- Born: Ali Ali oglu Hasanov 1 January 1976 (age 49) Baku, Azerbaijan, USSR

= Ali Hasanov =

Azerbaijani musician (born 1976)

Ali Ali oglu Hasanov (Əli Əli oğlu Həsənov; Али Гасанов; born 1 January 1976, Baku) is an Azerbaijani artist, musician, and filmmaker.

Hasanov was born in 1976 in Baku, Azerbaijan. He graduated from the Azerbaijani State University of Culture and the Arts and received an MFA in Filmmaking from Rustam Ibragimbekov's Baku International Film School.

He represented Azerbaijan at the 52nd Venice Biennale and at the 4th Moscow Biennale of Contemporary Art. He is also the founder and leader of a musical collective called "PG Large Used Project." Hasanov's genres include visual and performance art, video and sound installations.

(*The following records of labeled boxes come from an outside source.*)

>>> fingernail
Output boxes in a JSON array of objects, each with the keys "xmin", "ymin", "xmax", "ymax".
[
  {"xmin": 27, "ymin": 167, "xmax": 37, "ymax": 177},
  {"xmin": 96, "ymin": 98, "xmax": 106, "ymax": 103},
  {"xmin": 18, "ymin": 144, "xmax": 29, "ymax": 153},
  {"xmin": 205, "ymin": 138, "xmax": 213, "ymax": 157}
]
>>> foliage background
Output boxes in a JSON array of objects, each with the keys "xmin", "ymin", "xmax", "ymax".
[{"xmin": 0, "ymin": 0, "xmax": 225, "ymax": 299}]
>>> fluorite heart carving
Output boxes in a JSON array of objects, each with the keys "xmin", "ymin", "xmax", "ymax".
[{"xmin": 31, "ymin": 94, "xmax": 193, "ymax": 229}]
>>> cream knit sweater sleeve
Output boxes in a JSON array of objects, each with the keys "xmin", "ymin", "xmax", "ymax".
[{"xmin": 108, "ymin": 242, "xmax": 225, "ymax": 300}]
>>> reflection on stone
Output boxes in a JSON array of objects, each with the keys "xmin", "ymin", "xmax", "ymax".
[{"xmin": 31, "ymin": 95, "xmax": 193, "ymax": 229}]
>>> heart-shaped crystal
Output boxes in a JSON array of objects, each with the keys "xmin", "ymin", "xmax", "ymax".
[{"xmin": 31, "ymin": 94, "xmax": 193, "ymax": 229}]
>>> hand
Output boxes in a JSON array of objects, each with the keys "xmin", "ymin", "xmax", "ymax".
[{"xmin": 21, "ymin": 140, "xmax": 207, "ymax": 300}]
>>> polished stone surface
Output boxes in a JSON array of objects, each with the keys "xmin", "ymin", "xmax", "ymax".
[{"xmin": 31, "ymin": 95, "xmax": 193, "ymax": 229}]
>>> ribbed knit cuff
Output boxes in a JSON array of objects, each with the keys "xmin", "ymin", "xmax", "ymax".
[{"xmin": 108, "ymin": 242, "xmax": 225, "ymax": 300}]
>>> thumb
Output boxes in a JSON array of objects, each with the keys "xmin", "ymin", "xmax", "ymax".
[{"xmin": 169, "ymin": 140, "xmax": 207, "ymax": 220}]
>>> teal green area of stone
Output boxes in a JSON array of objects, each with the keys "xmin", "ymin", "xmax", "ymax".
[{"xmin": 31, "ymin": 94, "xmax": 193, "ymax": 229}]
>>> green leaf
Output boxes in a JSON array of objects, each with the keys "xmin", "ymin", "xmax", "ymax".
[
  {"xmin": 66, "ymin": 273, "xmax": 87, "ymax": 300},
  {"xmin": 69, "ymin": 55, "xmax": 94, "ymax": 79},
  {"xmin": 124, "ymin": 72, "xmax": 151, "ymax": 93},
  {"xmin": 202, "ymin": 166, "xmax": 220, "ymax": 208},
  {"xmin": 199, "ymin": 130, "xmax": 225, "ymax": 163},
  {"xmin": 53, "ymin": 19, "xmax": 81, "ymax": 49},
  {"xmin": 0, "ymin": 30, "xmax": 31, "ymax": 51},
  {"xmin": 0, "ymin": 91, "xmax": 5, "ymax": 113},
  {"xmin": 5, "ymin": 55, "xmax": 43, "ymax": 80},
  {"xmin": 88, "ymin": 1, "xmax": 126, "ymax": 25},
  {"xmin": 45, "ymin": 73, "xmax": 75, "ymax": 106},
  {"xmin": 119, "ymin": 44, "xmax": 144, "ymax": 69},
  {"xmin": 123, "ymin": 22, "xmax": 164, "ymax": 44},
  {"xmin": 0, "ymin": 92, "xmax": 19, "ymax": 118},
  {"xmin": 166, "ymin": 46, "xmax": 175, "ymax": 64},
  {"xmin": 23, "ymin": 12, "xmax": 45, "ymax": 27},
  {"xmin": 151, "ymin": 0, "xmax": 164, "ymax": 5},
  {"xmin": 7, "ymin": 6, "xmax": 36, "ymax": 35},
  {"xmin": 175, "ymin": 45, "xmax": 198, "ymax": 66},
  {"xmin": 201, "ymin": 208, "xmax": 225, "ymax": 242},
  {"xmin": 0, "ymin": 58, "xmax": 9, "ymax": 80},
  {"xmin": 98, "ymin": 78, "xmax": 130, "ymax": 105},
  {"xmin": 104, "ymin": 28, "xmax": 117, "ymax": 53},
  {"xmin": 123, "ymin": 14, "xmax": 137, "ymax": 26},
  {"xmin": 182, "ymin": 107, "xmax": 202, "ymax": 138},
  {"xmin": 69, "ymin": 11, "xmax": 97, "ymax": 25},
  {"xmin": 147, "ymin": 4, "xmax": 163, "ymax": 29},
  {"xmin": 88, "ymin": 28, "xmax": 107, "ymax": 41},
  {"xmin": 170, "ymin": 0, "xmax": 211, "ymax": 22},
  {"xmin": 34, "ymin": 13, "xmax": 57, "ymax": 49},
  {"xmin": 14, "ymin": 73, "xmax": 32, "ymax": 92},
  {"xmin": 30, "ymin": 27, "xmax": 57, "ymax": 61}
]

He lives and works in Baku.

== Projects and exhibitions ==
- 2011 – Video Installation "Takeaway/Prisoner" at "Beliye Nochi", Museum of Contemporary Art PERMM, Perm, Russia.
- 2010 – Short Film "Sonnet XXX" at "Azerbaijani Cinematographers Union", Baku, Azerbaijan.
- 2010 – Short Film "Stems from the Drift" at "Azerbaijani Cinematographers Union", Baku, Azerbaijan.
- 2009 – Video Installations "Think of the Radio", "Appointment" at DEPO, Istanbul, Turkey.
- 2009 – Personal Exhibition "Cathedral Spy" at Protvor Gallery, St.Petersburg, Russia.
- 2009 – Mars Gallery (Marsovo pole project), performance-installation "Sentencia", Moscow, Russia
- 2007 – International Art-forum "Art Caucasus". Tbilisi, Georgia; "Air Mail" – video.
- 2007 – 52nd Venice Biennale "OMNIA MEA", Italy.
- 2006 – Art residence (Rogaland Art Centre, Art Centre Tou Scene). "Keelcoushe" performance – installation, Stavanger, Norway
- 2006 – "Art Caucasus" – National centre or contemporary art, Moscow, Russia.
- 2006 – International art festival "East-o-West" «Keelcoushe" performance-installation, Die, France
- 2005 – "Memory Unit" – performance – installation. Museum Centre, Baku, Azerbaijan
- 2005 – "Blood with Milk" performance. French Cultural Centre, Baku, Azerbaijan
- 2002 – Music art festival "Gender + Theatre" «PG large used project". Musical project "Fridarumental 8000-th probe", Baku, Azerbaijan
- 1999 – Art Manege "Sex 2000", Moscow, Russia
- 1999 – Performance action "Air paws". Baku Art Centre, Baku, Azerbaijan
- 1998 – Performance/social intervention "The brain of galapagos turtle", Baku, Azerbaijan.